Do you have a preference or even a condition that the person you date be another single parent? I know love is hard enough to find without putting conditions on it but personally, I am finding that another single parent ups the compatibility score. A common saying I often hear when dating other single parents is that we both “get it”. ”It” being an understanding that our lives as parents to our children takes precedence over anything and everything.
I mean, would a non-parent be as understanding if you had to cancel a date because your child wasn’t feeling well? As single parents we’ve all had to alter our plans at one time or another because of our children. We’ve learn to take it in stride and can even appreciate and respect another parent putting their children ahead of all else. I find it a “turn-on” and is a good gauge of how she may be with my own child.
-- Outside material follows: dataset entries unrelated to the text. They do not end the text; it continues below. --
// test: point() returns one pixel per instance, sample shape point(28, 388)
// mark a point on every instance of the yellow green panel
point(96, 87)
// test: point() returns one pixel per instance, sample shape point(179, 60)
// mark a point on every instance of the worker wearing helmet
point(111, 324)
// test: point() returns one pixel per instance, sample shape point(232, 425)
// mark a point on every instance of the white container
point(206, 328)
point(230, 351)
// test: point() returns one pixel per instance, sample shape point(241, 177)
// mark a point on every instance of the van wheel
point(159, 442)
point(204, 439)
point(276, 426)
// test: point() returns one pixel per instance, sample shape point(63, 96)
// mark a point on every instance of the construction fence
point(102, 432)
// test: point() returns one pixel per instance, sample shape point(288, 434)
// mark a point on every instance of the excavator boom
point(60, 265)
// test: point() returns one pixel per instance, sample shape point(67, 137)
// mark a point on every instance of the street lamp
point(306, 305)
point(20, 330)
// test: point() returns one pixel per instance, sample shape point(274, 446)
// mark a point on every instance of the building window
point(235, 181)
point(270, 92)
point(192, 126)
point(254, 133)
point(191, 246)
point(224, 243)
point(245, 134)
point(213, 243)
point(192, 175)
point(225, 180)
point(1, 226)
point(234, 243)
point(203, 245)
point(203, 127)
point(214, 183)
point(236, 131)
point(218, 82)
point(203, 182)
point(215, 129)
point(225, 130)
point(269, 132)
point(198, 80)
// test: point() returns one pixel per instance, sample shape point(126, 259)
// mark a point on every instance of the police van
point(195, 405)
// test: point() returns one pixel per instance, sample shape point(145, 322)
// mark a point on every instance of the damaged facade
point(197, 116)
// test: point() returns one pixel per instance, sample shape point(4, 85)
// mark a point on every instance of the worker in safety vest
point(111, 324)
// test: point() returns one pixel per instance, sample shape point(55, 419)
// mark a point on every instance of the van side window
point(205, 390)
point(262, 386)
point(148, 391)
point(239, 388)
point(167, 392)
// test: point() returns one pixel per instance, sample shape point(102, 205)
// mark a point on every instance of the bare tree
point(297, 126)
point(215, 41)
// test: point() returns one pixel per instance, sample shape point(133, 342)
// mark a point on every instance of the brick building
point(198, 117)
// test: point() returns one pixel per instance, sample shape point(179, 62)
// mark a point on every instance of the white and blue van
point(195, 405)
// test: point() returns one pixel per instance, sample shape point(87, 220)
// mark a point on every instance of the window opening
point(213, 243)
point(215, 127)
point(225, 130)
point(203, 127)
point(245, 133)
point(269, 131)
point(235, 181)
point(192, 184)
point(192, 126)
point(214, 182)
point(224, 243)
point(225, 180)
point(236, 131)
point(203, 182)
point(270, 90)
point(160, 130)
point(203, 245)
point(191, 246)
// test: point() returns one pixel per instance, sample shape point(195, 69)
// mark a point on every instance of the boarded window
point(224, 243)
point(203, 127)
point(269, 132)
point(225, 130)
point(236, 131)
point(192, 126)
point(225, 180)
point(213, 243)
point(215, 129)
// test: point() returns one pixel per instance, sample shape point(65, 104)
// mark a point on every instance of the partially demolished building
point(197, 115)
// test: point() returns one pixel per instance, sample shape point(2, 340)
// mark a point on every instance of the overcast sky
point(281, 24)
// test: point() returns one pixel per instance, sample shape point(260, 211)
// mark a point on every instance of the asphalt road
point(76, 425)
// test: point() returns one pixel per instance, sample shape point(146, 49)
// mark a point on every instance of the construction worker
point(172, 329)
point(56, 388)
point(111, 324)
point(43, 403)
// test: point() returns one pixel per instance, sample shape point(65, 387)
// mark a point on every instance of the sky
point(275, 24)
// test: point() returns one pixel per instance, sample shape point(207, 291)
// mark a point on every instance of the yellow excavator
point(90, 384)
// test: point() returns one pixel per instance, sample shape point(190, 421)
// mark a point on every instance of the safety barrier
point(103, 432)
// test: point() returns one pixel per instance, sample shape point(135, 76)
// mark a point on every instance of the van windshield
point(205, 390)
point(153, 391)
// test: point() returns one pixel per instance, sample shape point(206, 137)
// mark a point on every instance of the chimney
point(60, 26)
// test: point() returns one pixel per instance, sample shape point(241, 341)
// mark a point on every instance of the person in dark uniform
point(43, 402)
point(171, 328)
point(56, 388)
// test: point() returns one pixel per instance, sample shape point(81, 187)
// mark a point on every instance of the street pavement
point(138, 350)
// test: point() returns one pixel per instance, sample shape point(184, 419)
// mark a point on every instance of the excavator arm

Then there is being able to relate to each other as single parents. The hectic and sometimes chaotic life of a single parent is so unique that I think only another single parent can truly understand what it is like…the struggles, the loneliness, the feeling of being overwhelmed, and the little triumphs that keep us going. There is so much too do, so much you wish for, and so little time to do it all. The personal satisfaction at the end of the day when the dishes are done, laundry is folded, your child is sound asleep in bed, and you kiss him on his forehead and tell him “I love you so much my son”. A non-parent may find it hard to understand but another single parent knows from experience that it’s things like this that keep us going.
And if the other single parent has a child similar in age to your own, it makes things a lot easier in introducing each other to the children. The introduction isn’t done as “here’s daddy’s or mommy’s special friend” but as just a playdate (I am thinking in terms of young children; things may be a little different with teenagers).
I’d love to hear about other single parents’ experiences in dating other single parents as well as non-parents.